The Directive: GPSD 2001/95/EC

The GPSD 2001/95/EC (General Product Safety Directive) was published on January 15, 2004. In order to place products in the European Economic Area, distributors and manufacturers must comply with this directive. The aims of the directive are to protect consumers’ health and safety and to ensure the EEA functions properly in relation to this directive.

The GPSD 2001/95/EC is designed to protect consumers from unsafe products. These harmonized standards and essential requirements must be met for products to be placed in the European Economic Area. Some examples of products that fall under this directive include sports equipment and household products. Specifically, any product that will be used by consumers or may be used by them unintentionally must comply with this directive.

A “safe” product is defined in this directive as any product, when used under normal circumstances, that does not contain any risk to the users or the risks are minimized that is compatible with the product’s use. The product will undergo a safety assessment, and only when the product is deemed ‘’safe’’ will it be allowed to be placed in the EEA. Along with this, producers must provide the necessary information on the product warning the user of the risks associated with the product.
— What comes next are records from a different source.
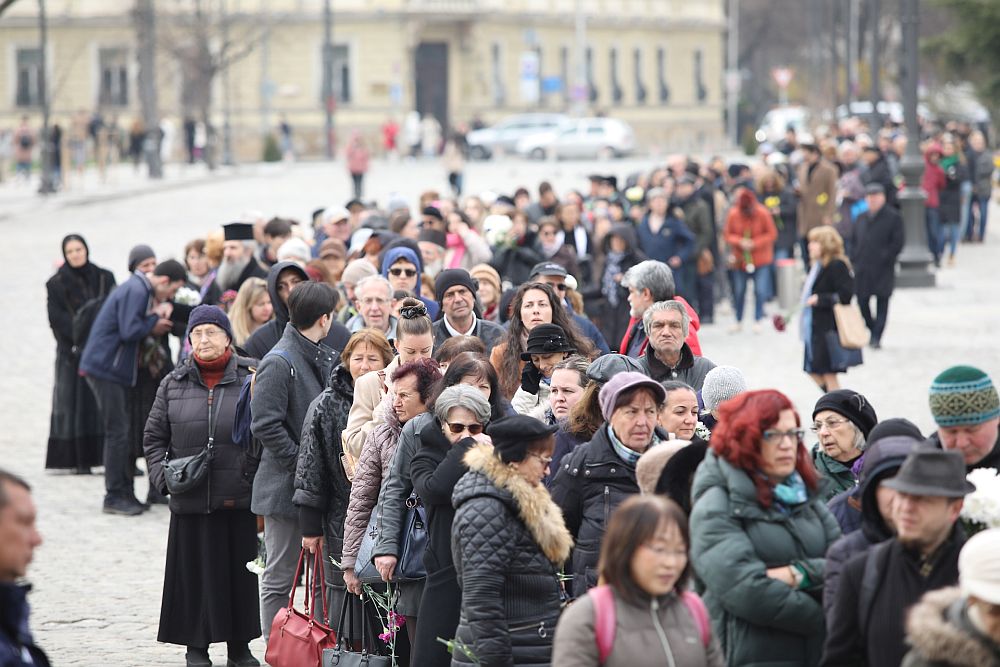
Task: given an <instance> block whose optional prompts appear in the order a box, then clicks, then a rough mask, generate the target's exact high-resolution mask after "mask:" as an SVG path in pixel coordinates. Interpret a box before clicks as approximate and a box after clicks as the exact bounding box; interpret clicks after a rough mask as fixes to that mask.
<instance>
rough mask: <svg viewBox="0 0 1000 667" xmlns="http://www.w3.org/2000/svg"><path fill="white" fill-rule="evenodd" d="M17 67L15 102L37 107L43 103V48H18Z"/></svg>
mask: <svg viewBox="0 0 1000 667" xmlns="http://www.w3.org/2000/svg"><path fill="white" fill-rule="evenodd" d="M14 60H15V63H16V65H15V66H16V67H17V79H16V81H17V91H16V93H15V97H14V103H15V104H16V105H17V106H19V107H37V106H41V104H42V86H43V84H44V75H43V74H42V50H41V49H37V48H24V49H17V52H16V54H15V57H14Z"/></svg>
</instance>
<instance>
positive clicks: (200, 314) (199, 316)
mask: <svg viewBox="0 0 1000 667" xmlns="http://www.w3.org/2000/svg"><path fill="white" fill-rule="evenodd" d="M201 324H214V325H215V326H217V327H219V328H220V329H222V330H223V331H225V332H226V335H227V336H229V340H230V341H232V340H233V327H232V325H231V324H230V323H229V317H228V316H227V315H226V313H225V311H223V310H222V309H221V308H219V307H218V306H209V305H206V304H201V305H200V306H198V307H197V308H195V309H194V310H192V311H191V317H189V318H188V338H190V337H191V332H192V331H194V328H195V327H196V326H198V325H201Z"/></svg>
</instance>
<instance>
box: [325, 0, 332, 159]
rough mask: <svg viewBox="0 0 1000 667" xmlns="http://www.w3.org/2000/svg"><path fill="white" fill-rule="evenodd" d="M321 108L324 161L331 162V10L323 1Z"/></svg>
mask: <svg viewBox="0 0 1000 667" xmlns="http://www.w3.org/2000/svg"><path fill="white" fill-rule="evenodd" d="M323 107H324V110H325V112H326V120H325V123H324V130H325V132H326V159H327V160H332V159H333V154H334V146H333V10H332V9H331V8H330V0H323Z"/></svg>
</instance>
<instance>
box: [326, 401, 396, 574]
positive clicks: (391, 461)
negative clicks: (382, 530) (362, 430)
mask: <svg viewBox="0 0 1000 667" xmlns="http://www.w3.org/2000/svg"><path fill="white" fill-rule="evenodd" d="M389 401H390V399H389V397H388V396H387V397H386V398H385V399H383V401H382V403H381V405H380V406H379V408H378V409H379V410H380V411H382V412H383V418H382V423H381V424H379V425H378V426H376V427H375V428H374V429H372V430H371V431H370V432H369V433H368V437H367V438H365V444H364V447H362V448H361V457H360V458H359V459H358V462H357V468H356V469H355V471H354V479H353V480H351V498H350V501H349V503H348V506H347V515H346V518H345V519H344V553H343V558H342V559H341V565H342V566H343V568H344V569H345V570H346V569H348V568H354V566H355V564H356V562H357V559H358V550H359V549H360V548H361V541H362V540H363V539H364V536H365V531H366V530H367V529H368V521H369V520H370V519H371V514H372V510H374V509H375V505H376V504H377V503H378V493H379V489H380V488H381V487H382V480H384V479H386V478H387V477H388V476H389V464H390V463H391V462H392V456H393V454H395V453H396V445H397V444H398V442H399V434H400V432H401V431H402V430H403V424H402V423H400V421H399V418H398V417H397V416H396V412H395V410H393V409H392V405H391V404H390V402H389Z"/></svg>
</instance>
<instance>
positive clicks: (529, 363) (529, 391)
mask: <svg viewBox="0 0 1000 667" xmlns="http://www.w3.org/2000/svg"><path fill="white" fill-rule="evenodd" d="M541 383H542V372H541V371H540V370H538V369H537V368H535V365H534V364H533V363H531V362H530V361H529V362H528V363H526V364H525V365H524V370H523V371H521V389H523V390H525V391H526V392H528V393H529V394H531V395H532V396H535V395H537V394H538V386H539V385H540V384H541Z"/></svg>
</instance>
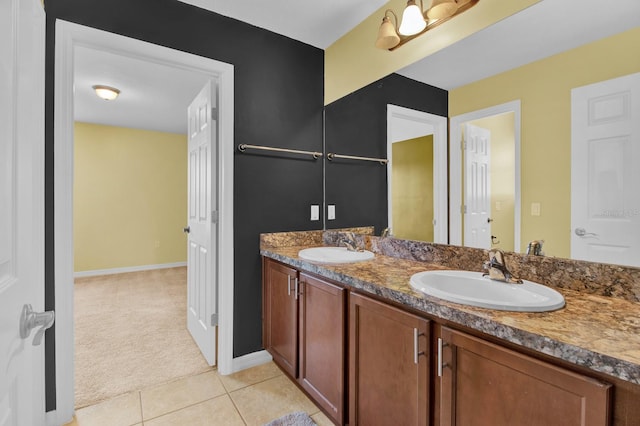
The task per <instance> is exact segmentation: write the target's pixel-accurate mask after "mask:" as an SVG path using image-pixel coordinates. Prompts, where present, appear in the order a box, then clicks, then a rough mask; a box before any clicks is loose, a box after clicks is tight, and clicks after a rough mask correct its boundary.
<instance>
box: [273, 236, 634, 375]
mask: <svg viewBox="0 0 640 426" xmlns="http://www.w3.org/2000/svg"><path fill="white" fill-rule="evenodd" d="M312 246H313V245H305V246H290V247H262V249H261V250H260V253H261V254H262V255H263V256H266V257H269V258H272V259H275V260H278V261H280V262H282V263H285V264H288V265H291V266H293V267H295V268H297V269H299V270H302V271H307V272H311V273H314V274H317V275H320V276H323V277H325V278H328V279H330V280H333V281H336V282H339V283H342V284H343V285H344V286H345V287H347V288H353V289H358V290H359V291H361V292H365V293H370V294H375V295H377V296H380V297H382V298H384V299H387V300H390V301H393V302H396V303H401V304H403V305H405V306H408V307H411V308H413V309H416V310H418V311H421V312H424V313H425V314H428V315H430V316H432V317H436V318H441V319H443V320H447V321H450V322H452V323H455V324H459V325H461V326H465V327H469V328H472V329H475V330H477V331H480V332H483V333H486V334H488V335H491V336H495V337H498V338H500V339H503V340H505V341H508V342H511V343H515V344H517V345H520V346H523V347H526V348H529V349H533V350H535V351H538V352H541V353H544V354H547V355H550V356H553V357H556V358H559V359H562V360H564V361H568V362H570V363H573V364H576V365H579V366H583V367H587V368H589V369H591V370H594V371H598V372H601V373H605V374H607V375H610V376H613V377H617V378H619V379H622V380H625V381H628V382H631V383H635V384H640V303H636V302H631V301H627V300H623V299H617V298H612V297H606V296H599V295H592V294H584V293H581V292H578V291H575V290H569V289H560V288H557V289H556V290H558V291H559V292H560V293H562V295H563V296H564V297H565V300H566V306H565V307H564V308H562V309H560V310H558V311H553V312H543V313H526V312H507V311H497V310H491V309H484V308H476V307H471V306H465V305H460V304H456V303H452V302H447V301H444V300H442V299H438V298H435V297H430V296H426V295H423V294H422V293H419V292H417V291H414V290H413V289H412V288H411V286H410V285H409V279H410V277H411V275H413V274H414V273H416V272H420V271H426V270H434V269H450V268H444V267H442V266H440V265H438V264H435V263H426V262H419V261H415V260H407V259H401V258H397V257H391V256H385V255H381V254H376V256H375V258H374V259H373V260H369V261H364V262H359V263H351V264H315V263H311V262H308V261H305V260H303V259H301V258H299V257H298V251H300V250H302V249H304V248H309V247H312ZM315 246H317V244H316V245H315Z"/></svg>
This must include:

  • Relevant information to enable consumers to assess the risks inherent in the product throughout the normal or reasonably foreseeable period of its use
  • Information to consumers of risks which the product might pose
  • Choose to take appropriate action including, if necessary to avoid these risks, withdrawal from the market, adequately and effectively warning consumers or recall from consumers

Under certain conditions, if a product is deemed to be unsafe, the European Commission can ban the marketing of it, recall it from customers and withdraw it from the market. 

The Member States of the EU must enforce the requirements of the GPSD on manufacturers and distributors of products. They must also appoint authorities to be in charge of market surveillance.

The directive provides an alert system, the RAPEX system, which ensures the exchange of information about risk assessments, dangerous products and scientific development amongst other aspects necessary for control of safety of products. It also helps to promote joint testing and surveillance projects, the exchange of expertise and cooperation within the EU.